Mit diesen Worten streckte er die Hände, die mehr den Ausdruck Klauen verdient hätten, unter dem Mantel hervor und ließ ihn mit einer raschen Bewegung zu Boden fallen. Was sich darunter verbarg verschlug mir erneut den Atem. Seine gesamte Haut war von einem tiefen Blauton. Unter einer schwer aussehenden Kettenrüstung konnte man einen schlanken, aber dennoch sehr muskulösen Körper erkennen. Das auffälligste jedoch waren zwei gewaltige Schwingen an seinem Rücken, die er nun ausstreckte und sich anschließend um die Schultern legte.
Sichtlich amüsiert wartete Urcóun ab, bis ich meinen Mund wieder zugeklappt hatte und sprach dann weiter: "Gewöhn dich lieber schnell an diesen Anblick. Nun.. was meine Rasse ausmacht, wird dir wohl nicht entgangen sein. Alles weitere über uns sollst du selbst herausfinden. Ich denke, du wirst noch einiges wissen wollen, richtig?"
"Äh.. ja... woher kommst du?"
"Diese Frage ist schnell beantwortet. Meine Heimat ist England, und bevor du fragst, ich lebe seit langer Zeit hier wodurch ich auch eure Sprache beherrsche."
"Wie kommst du in meine Träume?"
"Das ist schon eine etwas schwerere Frage.
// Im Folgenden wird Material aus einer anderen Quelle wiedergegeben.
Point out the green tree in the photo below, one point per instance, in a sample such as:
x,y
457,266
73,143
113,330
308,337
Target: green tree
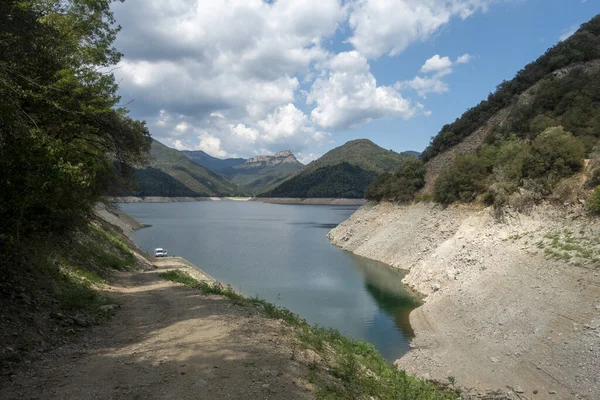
x,y
555,153
61,128
402,185
462,181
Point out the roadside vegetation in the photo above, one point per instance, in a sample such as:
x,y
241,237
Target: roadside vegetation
x,y
346,368
400,186
65,139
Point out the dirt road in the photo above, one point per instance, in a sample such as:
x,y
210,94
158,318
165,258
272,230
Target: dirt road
x,y
168,341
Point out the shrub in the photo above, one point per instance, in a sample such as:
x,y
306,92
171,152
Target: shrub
x,y
555,154
462,181
402,185
594,201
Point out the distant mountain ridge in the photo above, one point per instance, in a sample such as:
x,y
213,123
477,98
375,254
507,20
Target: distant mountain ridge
x,y
260,173
171,174
210,162
281,157
345,171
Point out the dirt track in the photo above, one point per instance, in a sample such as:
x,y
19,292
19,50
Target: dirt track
x,y
168,342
Ich werde es dir erklären: Die Gargoyles sind kurz vor dem Aussterben. Es gibt nur noch sehr wenige von uns. Wenn nicht ein paar der wenigen unserer Freunde unter den Menschen eingeschritten wären, würde vielleicht schon jetzt keiner mehr von uns existieren. Diese wenigen waren keine gewöhnlichen Menschen, sondern gehörten den letzten verbliebenen Magiern an. Sie wollten nicht, daß unsere Rasse ausstirbt, so schlossen sie sich zusammen und arbeiteten an einem mächtigen Zauber.
Das Ergebnis davon ist das, was du hier siehst. Dieser Ort ist nicht nur schön, er hat auch eine wichtige Aufgabe. Wenige von uns, darunter ich, wurden dazu ausgewählt nach Menschen zu suchen, die von ihrer Seele und ihrem Wesen her keine Menschen sind, sondern unserer Gattung angehören. Diese Menschen werden Prüfungen unterzogen, und wenn sie am Ende hier ankommen, können sie wählen, ob sie ihr Leben weiterhin so leben wollen wie bisher, oder ob sie unserer Rasse angehören möchten."
"Prüfungen?"
"Die Träume, die Burg, der Zombie... die härteste Prüfung ist die Geduld, denn leider gehen die meisten den Weg nicht zu Ende."
"Sind diese Prüfungen immer die gleichen...?"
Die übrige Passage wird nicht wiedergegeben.